Heavy-duty engine manufacturer cuts failure rates with a better-suited optical profiler

More than half of one critical part was failing in operation — and nobody knew why.

A leading manufacturer of heavy-duty engines had built a precision part that controls oil flow through a press-fit assembly. In the field, it was failing at a rate exceeding 50%, with no clear explanation. For a company operating at the leading edge of fuel-injection metrology — and already equipped with respected surface measurement systems — that was both costly and deeply frustrating.

Engineers suspected that subtle differences in surface texture and form quality might separate the parts that passed from the parts that failed. But there was a second, uncomfortable possibility: that the measurement approach itself was hiding the answer. The geometric differences were so fine that existing methods struggled to reveal them with confidence.

To break the deadlock, the team needed faster insight, more reliable data, and fundamentally a different way of measuring.

The parts in question were unusually tall, so the demonstration began with an improvised touch: a raised mounting setup to give the components enough clearance under the profiler. That small workaround turned into the first proof point — thanks to the system's generous working distance, even bulky parts could be measured with minimal preparation.

From there, the advantages became immediately clear. Parts that would previously have required stitching several measurements together were now captured in a single field of view — faster, and with fewer sources of error.

For larger components that still required stitching, the TrueStitching capability of the Pro.Surf provided a more consistent and reliable measurement workflow.

Another important advantage was the system’s non-contact, objective-less design. Unlike contact-based approaches, it avoids physical contact with sensitive reference elements, helping reduce wear, maintenance effort, and the risk of costly downtime.

Beyond the large field of view, the TopMap Pro.Surf was well suited for real production environments. 

Compared to microscope-based systems, the large working distance made it possible to measure taller or more complex components with minimal preparation and fewer handling constraints.

At the same time, the objective-less system design reduced common risks in daily operation:

• No objective crash risk
• Less cleaning and adjustment effort
• Reduced maintenance-related downtime
• Lower risk of expensive repairs

This made the system not only powerful, but practical for quality, production, and engineering teams.

With the new approach, the team did not only gain speed — they also gained confidence in the measurement data. Results more reliably reflected the actual surface conditions, which was critical when evaluating subtle geometric differences on functional components.

At the same time, faster measurement cycles allowed more parts to be analyzed in a shorter time, enabling broader comparisons and a stronger basis for decision-making.

Instead of spending time on complex setups, stitching workflows, or repeated measurements, engineers could focus on the actual question:

What is different between parts that pass and parts that fail?

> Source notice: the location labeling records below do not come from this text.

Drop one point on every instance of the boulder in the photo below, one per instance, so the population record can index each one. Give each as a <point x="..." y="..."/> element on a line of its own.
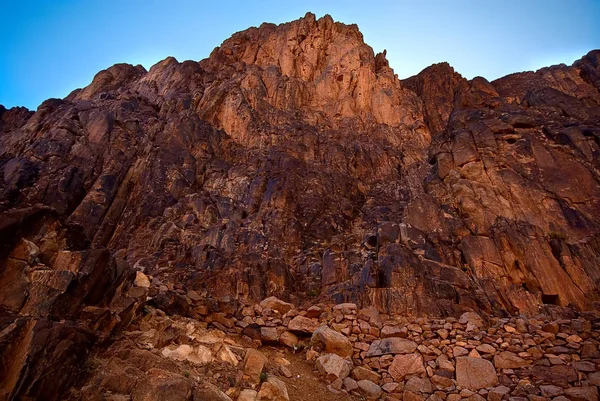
<point x="277" y="304"/>
<point x="392" y="345"/>
<point x="370" y="390"/>
<point x="475" y="373"/>
<point x="508" y="360"/>
<point x="273" y="389"/>
<point x="471" y="317"/>
<point x="288" y="339"/>
<point x="333" y="367"/>
<point x="361" y="373"/>
<point x="588" y="393"/>
<point x="332" y="342"/>
<point x="405" y="365"/>
<point x="254" y="362"/>
<point x="303" y="324"/>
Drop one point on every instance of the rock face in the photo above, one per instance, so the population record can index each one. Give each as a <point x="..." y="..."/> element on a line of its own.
<point x="291" y="162"/>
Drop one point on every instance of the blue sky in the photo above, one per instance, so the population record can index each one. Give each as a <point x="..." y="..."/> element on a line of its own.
<point x="49" y="48"/>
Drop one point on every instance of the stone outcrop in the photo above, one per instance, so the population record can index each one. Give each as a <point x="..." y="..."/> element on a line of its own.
<point x="293" y="163"/>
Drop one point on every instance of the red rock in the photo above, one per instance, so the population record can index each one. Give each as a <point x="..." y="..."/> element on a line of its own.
<point x="404" y="365"/>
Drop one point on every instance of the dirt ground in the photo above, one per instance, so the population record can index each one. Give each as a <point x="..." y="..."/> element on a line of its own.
<point x="304" y="385"/>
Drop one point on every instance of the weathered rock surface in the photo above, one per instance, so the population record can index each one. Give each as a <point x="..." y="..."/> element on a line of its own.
<point x="293" y="163"/>
<point x="332" y="342"/>
<point x="475" y="373"/>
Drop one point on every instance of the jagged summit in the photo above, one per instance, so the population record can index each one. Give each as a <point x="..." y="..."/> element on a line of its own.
<point x="291" y="162"/>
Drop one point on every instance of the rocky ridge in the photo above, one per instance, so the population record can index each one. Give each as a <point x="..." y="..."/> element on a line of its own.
<point x="358" y="353"/>
<point x="292" y="162"/>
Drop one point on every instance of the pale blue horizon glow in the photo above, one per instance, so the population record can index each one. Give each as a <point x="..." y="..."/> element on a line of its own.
<point x="50" y="48"/>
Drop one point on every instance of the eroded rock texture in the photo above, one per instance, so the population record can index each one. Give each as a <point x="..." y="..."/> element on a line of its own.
<point x="292" y="162"/>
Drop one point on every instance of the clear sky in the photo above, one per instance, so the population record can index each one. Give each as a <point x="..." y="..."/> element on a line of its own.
<point x="50" y="47"/>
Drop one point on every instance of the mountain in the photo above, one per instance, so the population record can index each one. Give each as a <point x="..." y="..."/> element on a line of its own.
<point x="292" y="162"/>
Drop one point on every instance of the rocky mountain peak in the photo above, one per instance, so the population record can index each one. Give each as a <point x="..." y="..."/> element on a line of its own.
<point x="293" y="163"/>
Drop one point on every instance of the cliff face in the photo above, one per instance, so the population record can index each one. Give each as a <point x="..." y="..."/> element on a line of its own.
<point x="292" y="162"/>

This combination of improved measurement quality and higher throughput enabled a more efficient, data-driven approach to root cause analysis.

The benefits were clear:

• More reliable representation of real surface conditions
• Faster comparison of good and failed parts
• Ability to analyze larger sample sets
• More confidence in measurement results
• Shorter analysis loops

A clearer path toward identifying the root cause 

On high-precision parts like those inside heavy-duty engines, the smallest geometric differences can decide whether a component survives in the field or fails. That is exactly why a more-than-50% failure rate, with no clear cause, became the single biggest reason this team chose to act.

With a measurement approach that finally revealed what their previous systems could not, they could compare good and failed parts side by side, analyze far more samples in less time, and base decisions on data they trusted. Reliable surface measurement stopped being an isolated quality check and became a key to understanding why the part behaved the way it did.

By making measurements faster, reducing uncertainty, and turning complex parts into clear data, the TopMap Pro.Surf helped the team move from “we don’t know why” to a confident path toward the root cause. Because in the end, it is about measuring what matters.